Logging data goes into Azure Monitor. You can set up Log Analytics for analysis, or pump out to a third party Application Performance Monitoring tool.

So you have logging, you have built-in monitoring, and you ALSO get distributed tracing. For microservices, this helps you inspect the call graph and see where your performance bottlenecks are. The pic below is from an example app built by Julien at Microsoft.

Finally, I can do blue/green deploy. This means that I deploy a second instance of the app (via the az CLI, it’s another “deployment”), can independently test it, and then choose to swap traffic over to that instance when I’m ready. If something goes wrong, I can switch back.

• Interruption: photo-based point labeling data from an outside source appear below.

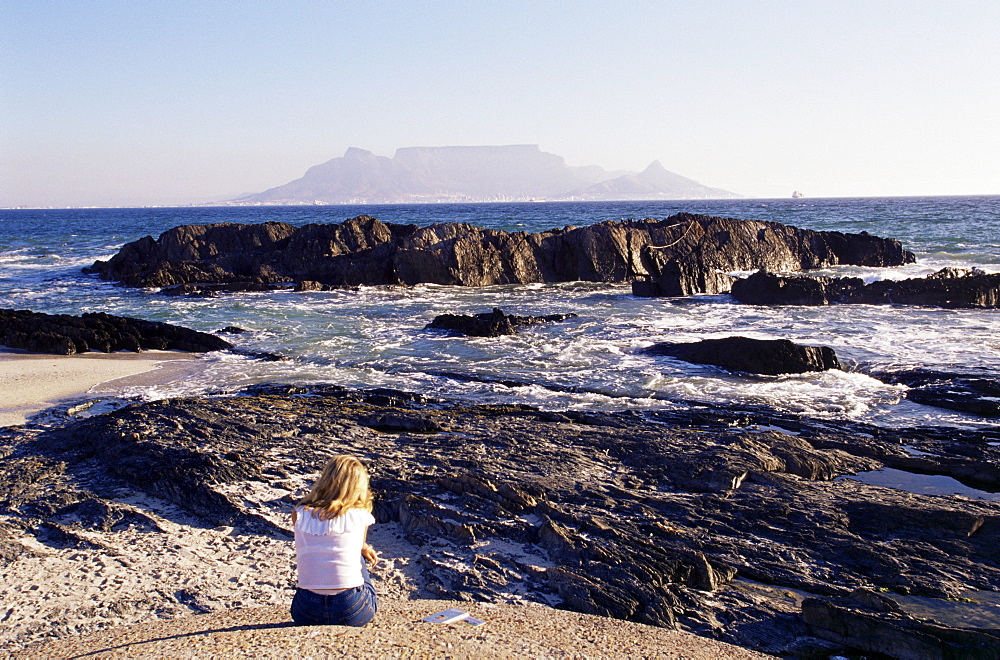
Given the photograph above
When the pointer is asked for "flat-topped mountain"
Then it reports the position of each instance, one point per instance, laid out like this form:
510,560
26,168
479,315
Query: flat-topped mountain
473,174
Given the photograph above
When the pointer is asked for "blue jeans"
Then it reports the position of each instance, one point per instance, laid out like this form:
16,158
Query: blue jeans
354,607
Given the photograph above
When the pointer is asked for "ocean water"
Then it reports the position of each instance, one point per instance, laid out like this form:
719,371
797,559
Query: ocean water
375,336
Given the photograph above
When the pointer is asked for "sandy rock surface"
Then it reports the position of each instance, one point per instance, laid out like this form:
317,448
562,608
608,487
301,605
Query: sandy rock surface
527,631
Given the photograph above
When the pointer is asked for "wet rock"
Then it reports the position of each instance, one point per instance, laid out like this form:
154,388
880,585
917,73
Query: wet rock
949,287
972,392
490,324
213,290
760,356
366,251
63,334
659,516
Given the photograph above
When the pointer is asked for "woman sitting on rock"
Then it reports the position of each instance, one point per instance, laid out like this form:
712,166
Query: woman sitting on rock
331,553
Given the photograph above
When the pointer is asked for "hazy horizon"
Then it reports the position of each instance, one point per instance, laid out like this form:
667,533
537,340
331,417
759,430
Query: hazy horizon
107,104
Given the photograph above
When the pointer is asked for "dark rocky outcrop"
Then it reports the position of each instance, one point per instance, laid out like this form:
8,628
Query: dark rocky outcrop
63,334
759,356
490,324
948,287
366,251
672,517
874,623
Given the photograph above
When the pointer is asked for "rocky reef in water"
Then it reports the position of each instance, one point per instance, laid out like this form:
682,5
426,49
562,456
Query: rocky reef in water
490,324
949,287
705,518
684,253
759,356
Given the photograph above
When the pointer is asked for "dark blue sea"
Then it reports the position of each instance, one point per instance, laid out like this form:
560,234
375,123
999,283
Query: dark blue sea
375,337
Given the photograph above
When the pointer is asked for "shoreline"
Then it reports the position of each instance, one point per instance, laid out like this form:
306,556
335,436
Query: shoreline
33,382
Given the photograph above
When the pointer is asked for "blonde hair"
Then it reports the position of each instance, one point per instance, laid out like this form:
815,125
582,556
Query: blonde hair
343,485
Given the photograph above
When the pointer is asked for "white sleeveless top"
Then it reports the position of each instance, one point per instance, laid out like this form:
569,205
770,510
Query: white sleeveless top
328,552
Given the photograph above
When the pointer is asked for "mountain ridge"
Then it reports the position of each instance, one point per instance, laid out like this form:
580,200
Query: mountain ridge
473,174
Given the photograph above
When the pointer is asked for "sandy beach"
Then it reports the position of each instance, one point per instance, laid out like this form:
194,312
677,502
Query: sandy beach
30,382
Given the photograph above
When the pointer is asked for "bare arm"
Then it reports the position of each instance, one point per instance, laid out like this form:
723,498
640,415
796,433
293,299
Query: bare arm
368,552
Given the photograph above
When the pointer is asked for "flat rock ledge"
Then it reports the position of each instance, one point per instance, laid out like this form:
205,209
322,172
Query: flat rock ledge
64,334
525,631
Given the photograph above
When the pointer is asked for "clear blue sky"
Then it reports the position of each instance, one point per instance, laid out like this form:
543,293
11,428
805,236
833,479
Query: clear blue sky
119,103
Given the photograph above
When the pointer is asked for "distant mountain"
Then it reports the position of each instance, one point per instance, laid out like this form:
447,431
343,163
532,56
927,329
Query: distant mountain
473,174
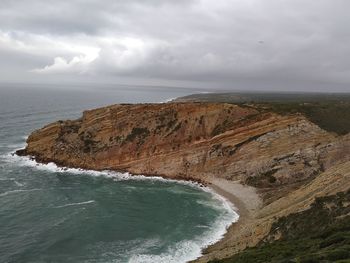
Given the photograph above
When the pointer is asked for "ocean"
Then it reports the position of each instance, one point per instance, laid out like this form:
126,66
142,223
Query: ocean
51,214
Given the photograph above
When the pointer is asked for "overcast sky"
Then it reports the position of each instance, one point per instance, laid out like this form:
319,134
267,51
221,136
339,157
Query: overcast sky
239,44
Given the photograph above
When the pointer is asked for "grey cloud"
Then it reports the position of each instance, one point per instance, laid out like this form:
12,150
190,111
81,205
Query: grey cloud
228,42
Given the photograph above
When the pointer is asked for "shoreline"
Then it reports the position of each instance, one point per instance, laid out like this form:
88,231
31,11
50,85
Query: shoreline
246,202
243,199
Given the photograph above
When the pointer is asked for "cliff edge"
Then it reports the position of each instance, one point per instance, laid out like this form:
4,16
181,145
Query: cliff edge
283,157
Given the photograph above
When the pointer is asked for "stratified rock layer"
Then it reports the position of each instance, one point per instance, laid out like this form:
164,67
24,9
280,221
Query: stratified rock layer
279,155
192,140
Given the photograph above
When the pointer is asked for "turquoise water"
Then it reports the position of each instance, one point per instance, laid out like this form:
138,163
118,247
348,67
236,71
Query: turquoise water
50,214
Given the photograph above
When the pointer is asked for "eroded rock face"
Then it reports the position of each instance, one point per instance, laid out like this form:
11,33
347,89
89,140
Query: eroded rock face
193,141
289,159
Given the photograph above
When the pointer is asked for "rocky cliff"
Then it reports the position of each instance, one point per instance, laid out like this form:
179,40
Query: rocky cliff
279,155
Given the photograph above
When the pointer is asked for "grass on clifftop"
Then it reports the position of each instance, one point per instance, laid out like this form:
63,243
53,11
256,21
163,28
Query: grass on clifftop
319,234
331,112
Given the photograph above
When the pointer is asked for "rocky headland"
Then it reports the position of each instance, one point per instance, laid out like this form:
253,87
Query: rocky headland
270,165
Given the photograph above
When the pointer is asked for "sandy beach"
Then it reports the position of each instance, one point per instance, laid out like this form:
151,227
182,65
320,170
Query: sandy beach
246,201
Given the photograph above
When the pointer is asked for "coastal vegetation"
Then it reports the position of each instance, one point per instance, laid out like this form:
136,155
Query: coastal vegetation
318,234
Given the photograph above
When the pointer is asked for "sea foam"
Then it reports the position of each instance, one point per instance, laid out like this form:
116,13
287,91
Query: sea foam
180,252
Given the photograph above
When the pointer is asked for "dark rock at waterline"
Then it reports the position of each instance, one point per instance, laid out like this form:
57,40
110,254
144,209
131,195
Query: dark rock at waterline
20,152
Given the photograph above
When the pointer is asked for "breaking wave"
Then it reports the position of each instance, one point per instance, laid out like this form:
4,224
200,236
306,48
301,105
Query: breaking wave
180,252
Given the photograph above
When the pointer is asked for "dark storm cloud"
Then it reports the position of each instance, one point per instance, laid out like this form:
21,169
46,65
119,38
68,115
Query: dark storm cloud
224,41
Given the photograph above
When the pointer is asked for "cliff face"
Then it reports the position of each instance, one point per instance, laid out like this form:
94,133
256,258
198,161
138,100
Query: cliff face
192,140
287,158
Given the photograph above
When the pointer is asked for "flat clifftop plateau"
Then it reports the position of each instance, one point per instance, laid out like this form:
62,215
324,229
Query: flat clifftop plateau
276,154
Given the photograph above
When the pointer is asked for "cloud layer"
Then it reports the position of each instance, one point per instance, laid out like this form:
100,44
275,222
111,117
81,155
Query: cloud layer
232,43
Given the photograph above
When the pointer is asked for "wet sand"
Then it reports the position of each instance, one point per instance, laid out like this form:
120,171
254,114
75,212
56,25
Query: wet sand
246,201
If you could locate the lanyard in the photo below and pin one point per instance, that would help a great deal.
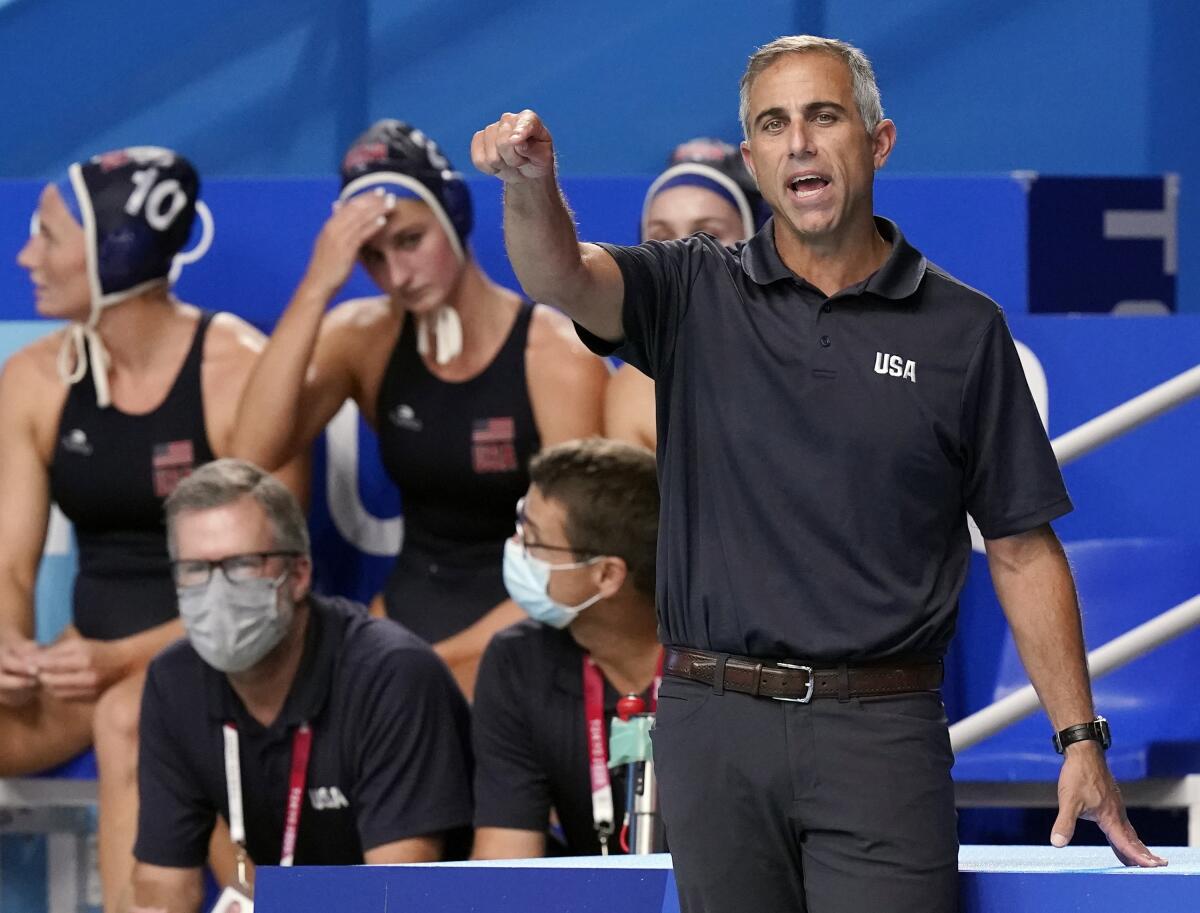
(301, 746)
(603, 812)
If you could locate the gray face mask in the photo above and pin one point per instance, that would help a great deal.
(233, 625)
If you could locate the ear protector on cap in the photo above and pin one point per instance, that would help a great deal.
(137, 208)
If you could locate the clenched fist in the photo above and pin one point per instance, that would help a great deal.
(517, 148)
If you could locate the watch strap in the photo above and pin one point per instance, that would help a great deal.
(1095, 731)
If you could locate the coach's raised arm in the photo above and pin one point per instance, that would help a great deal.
(539, 232)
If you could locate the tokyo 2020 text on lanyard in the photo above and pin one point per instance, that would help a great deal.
(603, 811)
(301, 746)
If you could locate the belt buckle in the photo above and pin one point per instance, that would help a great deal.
(808, 695)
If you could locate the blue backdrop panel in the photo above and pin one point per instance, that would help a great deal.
(1101, 244)
(993, 880)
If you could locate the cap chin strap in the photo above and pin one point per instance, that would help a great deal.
(83, 346)
(447, 326)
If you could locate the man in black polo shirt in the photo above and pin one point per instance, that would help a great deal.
(322, 736)
(831, 407)
(582, 565)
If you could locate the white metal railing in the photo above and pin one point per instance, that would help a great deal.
(1116, 653)
(1127, 416)
(1145, 637)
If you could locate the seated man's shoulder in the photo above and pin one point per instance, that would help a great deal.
(372, 643)
(527, 650)
(180, 673)
(527, 636)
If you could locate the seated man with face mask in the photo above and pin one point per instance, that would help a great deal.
(321, 734)
(582, 565)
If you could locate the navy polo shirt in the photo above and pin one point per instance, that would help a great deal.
(531, 739)
(390, 749)
(817, 456)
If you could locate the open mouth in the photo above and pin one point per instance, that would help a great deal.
(803, 186)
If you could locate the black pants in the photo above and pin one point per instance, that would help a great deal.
(822, 808)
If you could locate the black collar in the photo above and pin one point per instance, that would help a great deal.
(310, 689)
(898, 278)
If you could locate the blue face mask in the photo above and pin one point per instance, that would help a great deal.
(527, 580)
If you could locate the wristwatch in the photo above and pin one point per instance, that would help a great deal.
(1095, 731)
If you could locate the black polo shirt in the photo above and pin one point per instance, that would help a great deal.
(390, 749)
(817, 456)
(531, 739)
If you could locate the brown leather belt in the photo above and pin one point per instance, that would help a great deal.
(785, 680)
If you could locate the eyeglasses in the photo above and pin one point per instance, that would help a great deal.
(235, 568)
(527, 544)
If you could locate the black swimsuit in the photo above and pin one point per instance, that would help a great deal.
(459, 454)
(111, 474)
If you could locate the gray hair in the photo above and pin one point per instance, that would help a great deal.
(867, 91)
(225, 481)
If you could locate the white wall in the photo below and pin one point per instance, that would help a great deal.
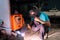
(5, 12)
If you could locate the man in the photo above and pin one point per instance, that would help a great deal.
(42, 18)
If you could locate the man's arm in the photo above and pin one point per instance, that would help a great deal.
(42, 22)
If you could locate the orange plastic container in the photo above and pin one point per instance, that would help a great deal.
(17, 21)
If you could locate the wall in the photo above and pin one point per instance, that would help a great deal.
(5, 13)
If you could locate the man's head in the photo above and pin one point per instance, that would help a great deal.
(33, 13)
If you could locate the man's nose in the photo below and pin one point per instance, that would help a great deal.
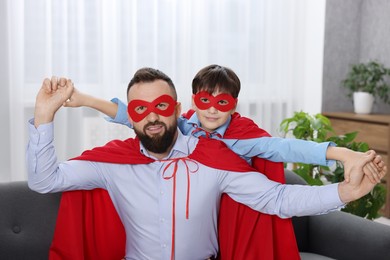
(152, 117)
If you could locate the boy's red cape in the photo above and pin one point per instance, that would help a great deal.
(88, 226)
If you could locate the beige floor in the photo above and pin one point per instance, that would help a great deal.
(383, 220)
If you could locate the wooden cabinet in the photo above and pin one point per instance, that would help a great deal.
(372, 129)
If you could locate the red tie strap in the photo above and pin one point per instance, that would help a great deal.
(175, 163)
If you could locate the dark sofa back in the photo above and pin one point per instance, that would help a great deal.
(27, 221)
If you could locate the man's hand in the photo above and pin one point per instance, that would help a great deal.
(50, 98)
(360, 184)
(78, 99)
(371, 169)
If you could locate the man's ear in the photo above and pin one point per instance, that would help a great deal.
(193, 106)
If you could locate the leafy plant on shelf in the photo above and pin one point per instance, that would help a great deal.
(318, 128)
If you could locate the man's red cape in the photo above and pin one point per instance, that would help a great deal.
(88, 226)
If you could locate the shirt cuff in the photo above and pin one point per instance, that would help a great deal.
(329, 162)
(330, 198)
(42, 135)
(121, 114)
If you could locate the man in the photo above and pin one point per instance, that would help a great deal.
(168, 197)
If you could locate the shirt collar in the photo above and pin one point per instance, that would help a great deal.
(220, 130)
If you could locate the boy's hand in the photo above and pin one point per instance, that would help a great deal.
(50, 98)
(78, 99)
(359, 184)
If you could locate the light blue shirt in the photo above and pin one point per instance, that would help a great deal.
(271, 148)
(143, 197)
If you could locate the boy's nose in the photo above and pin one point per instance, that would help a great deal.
(213, 110)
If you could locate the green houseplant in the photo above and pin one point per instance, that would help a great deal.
(318, 128)
(367, 81)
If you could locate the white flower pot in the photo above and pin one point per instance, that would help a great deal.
(362, 102)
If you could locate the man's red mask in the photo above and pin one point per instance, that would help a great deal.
(223, 102)
(163, 105)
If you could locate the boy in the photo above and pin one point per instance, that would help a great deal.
(215, 91)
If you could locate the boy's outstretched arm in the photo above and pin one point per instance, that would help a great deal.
(50, 98)
(79, 99)
(350, 160)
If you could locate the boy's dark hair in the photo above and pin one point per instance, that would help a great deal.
(215, 77)
(150, 75)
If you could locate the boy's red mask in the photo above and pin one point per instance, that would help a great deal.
(139, 109)
(203, 100)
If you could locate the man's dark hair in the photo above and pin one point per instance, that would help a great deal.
(150, 75)
(216, 77)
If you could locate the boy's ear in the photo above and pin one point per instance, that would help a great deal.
(178, 109)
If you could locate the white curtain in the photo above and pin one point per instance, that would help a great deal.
(275, 47)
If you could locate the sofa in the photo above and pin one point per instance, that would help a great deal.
(27, 222)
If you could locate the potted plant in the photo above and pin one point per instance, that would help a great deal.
(318, 128)
(367, 82)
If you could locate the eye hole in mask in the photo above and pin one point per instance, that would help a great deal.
(223, 102)
(163, 105)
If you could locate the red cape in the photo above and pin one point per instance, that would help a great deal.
(243, 232)
(88, 226)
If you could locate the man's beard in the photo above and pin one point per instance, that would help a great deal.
(157, 143)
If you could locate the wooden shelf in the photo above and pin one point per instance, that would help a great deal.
(374, 129)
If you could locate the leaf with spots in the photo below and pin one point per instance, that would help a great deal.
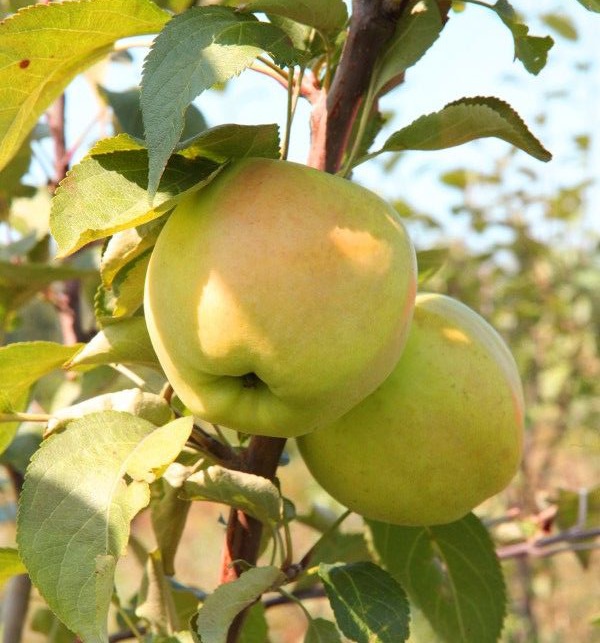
(82, 489)
(43, 47)
(369, 605)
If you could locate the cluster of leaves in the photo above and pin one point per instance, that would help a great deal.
(107, 456)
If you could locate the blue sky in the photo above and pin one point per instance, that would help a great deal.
(472, 57)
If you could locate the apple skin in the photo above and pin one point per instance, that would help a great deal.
(439, 436)
(278, 297)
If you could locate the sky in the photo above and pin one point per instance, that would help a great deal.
(474, 56)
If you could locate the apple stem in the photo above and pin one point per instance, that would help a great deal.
(243, 535)
(334, 111)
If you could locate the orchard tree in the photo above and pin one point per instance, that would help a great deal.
(198, 312)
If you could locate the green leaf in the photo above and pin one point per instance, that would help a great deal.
(124, 342)
(196, 50)
(169, 513)
(127, 111)
(591, 5)
(82, 489)
(579, 510)
(45, 622)
(107, 192)
(561, 24)
(415, 34)
(125, 246)
(321, 630)
(255, 495)
(532, 51)
(325, 16)
(369, 605)
(451, 573)
(43, 47)
(10, 564)
(465, 120)
(148, 406)
(255, 628)
(156, 604)
(22, 364)
(128, 286)
(227, 601)
(430, 262)
(226, 142)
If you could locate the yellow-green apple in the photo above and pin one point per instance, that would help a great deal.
(277, 297)
(439, 436)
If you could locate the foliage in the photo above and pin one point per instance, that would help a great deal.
(112, 455)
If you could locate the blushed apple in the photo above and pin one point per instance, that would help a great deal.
(439, 436)
(278, 297)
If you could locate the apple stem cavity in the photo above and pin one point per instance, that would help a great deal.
(250, 380)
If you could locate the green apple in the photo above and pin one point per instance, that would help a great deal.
(278, 297)
(439, 436)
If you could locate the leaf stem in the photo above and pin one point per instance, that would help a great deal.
(25, 417)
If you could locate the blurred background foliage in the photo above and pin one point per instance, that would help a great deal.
(527, 258)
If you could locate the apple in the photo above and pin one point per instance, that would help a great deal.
(278, 297)
(440, 435)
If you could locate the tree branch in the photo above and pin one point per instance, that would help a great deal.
(242, 540)
(544, 547)
(371, 26)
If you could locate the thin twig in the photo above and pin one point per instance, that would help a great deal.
(543, 547)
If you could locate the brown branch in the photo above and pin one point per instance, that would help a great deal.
(221, 453)
(543, 547)
(243, 536)
(371, 26)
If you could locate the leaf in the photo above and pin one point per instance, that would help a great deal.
(325, 16)
(43, 47)
(45, 622)
(22, 364)
(82, 489)
(127, 111)
(255, 495)
(226, 142)
(255, 628)
(125, 246)
(148, 406)
(227, 601)
(321, 630)
(128, 286)
(124, 342)
(562, 24)
(591, 5)
(10, 564)
(196, 50)
(579, 510)
(451, 573)
(465, 120)
(169, 514)
(532, 51)
(156, 603)
(107, 192)
(369, 605)
(415, 34)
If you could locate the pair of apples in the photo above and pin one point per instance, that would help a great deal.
(281, 301)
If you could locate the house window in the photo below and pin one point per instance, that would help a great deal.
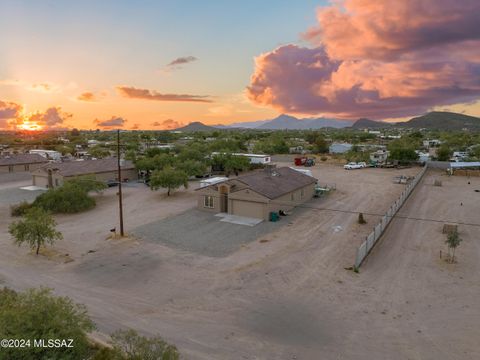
(208, 201)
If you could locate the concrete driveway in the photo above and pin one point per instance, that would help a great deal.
(204, 233)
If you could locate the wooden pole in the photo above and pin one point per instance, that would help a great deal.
(120, 205)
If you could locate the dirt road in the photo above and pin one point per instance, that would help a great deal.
(288, 296)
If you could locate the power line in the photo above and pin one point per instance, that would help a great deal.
(305, 206)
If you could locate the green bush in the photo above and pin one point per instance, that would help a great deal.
(69, 198)
(129, 345)
(20, 209)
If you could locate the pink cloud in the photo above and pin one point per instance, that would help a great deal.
(146, 94)
(168, 124)
(376, 59)
(113, 122)
(9, 110)
(87, 96)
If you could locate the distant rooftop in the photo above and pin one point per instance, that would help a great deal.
(20, 159)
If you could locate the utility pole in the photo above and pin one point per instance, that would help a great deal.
(120, 206)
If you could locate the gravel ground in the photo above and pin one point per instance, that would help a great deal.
(290, 296)
(203, 233)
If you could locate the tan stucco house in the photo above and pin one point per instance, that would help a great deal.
(54, 174)
(21, 162)
(257, 194)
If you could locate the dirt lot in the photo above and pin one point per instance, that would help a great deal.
(286, 295)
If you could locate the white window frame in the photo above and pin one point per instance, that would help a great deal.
(208, 201)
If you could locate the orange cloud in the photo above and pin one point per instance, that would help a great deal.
(414, 55)
(9, 110)
(113, 122)
(134, 93)
(87, 96)
(168, 124)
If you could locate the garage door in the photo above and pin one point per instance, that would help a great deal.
(247, 209)
(41, 181)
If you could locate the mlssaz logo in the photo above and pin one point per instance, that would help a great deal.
(53, 343)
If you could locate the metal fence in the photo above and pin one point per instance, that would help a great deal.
(378, 230)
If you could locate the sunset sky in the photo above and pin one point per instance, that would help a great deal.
(161, 64)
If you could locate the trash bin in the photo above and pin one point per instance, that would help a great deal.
(274, 216)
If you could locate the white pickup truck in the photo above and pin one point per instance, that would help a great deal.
(354, 165)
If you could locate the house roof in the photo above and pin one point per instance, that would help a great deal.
(463, 164)
(85, 167)
(279, 182)
(19, 159)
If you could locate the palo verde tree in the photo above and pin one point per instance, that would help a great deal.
(453, 240)
(168, 178)
(37, 228)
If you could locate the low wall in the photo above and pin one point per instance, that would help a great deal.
(378, 230)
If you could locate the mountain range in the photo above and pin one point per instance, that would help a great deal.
(441, 120)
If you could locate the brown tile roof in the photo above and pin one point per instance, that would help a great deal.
(85, 167)
(283, 180)
(20, 159)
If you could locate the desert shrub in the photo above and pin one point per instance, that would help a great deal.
(69, 198)
(20, 209)
(129, 345)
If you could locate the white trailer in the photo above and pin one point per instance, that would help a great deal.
(211, 181)
(47, 154)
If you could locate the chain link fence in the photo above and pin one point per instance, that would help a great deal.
(365, 248)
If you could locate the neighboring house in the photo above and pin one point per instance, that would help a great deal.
(459, 156)
(21, 162)
(47, 154)
(54, 174)
(254, 158)
(257, 194)
(339, 148)
(296, 149)
(379, 156)
(464, 168)
(423, 156)
(431, 143)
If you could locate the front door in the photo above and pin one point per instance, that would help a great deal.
(224, 199)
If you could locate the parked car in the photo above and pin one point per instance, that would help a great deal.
(112, 183)
(352, 166)
(310, 162)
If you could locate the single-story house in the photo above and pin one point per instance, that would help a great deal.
(21, 162)
(257, 194)
(47, 154)
(54, 174)
(254, 158)
(379, 156)
(464, 168)
(339, 148)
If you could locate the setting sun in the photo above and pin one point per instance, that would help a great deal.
(30, 126)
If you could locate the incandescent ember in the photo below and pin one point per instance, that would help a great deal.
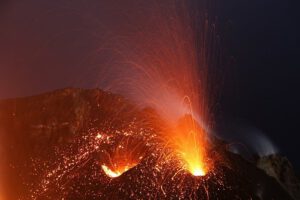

So far, it’s pretty impressive. This is one of the first industry examples of turning Kubernetes into an actual application platform. There’s more functionality planned as the service moves to public preview, beta, and general availability. I’m happy to see Microsoft make such a big bet on Spring, and even happier that developers have a premium option for running Java apps in the public cloud.

Author: Richard Seroter

Richard Seroter is Director of Developer Relations and Outbound Product Management at Google Cloud. He’s also an instructor at Pluralsight, a frequent public speaker, the author of multiple books on software design and development, and a former editor plus former 12-time Microsoft MVP for cloud. As Director of Developer Relations and Outbound Product Management, Richard leads an organization of Google Cloud developer advocates, engineers, platform builders, and outbound product managers that help customers find success in their cloud journey. Richard maintains a regularly updated blog on topics of architecture and solution design and can be found on Twitter as @rseroter.

7 thoughts

  1. Hi
    Nice one. Since what you require is only a container. Typically PCF also does same thing. Additionally it can take in .NET core application also into its fold and can apply the same cloud native principles. Is that possible in Azure spring cloud also

  2. Hi Richard,
    Thanks for nice article. Looks like azure spring cloud can do all things PCF providing right
    1. Cf push experience through Azure deploy and cli
    2. Build pack in PCF -> Cloud native build pack to push to AKS underneath
    3. Binding external service as attached services
    4. Default logging and monitoring like PCF metrics
    5. Looks like Azure spring cloud can use also azure services(cosmos,event hubs) as backing service? Can we use other market place service(like RMQ, MySQL etc., or even AWS service if required S3?)

    With PCF moving underneath PAS+Kubernetes, can you please enlighten where PCF will be heading in long run with kubernetes providing more cf push capabilities?

    1. Hey there. Yes, the new service builds on some of the great ideas in PCF. You can connect to various non-Azure services, but not natively.

      I don’t see k8s adding CF-like experiences, but projects adding app packaging, deployment, and ops experiences on top. We’re doing that, as are others. k8s keeps being good infrastructure, and vendors use it to build great dev platforms on it.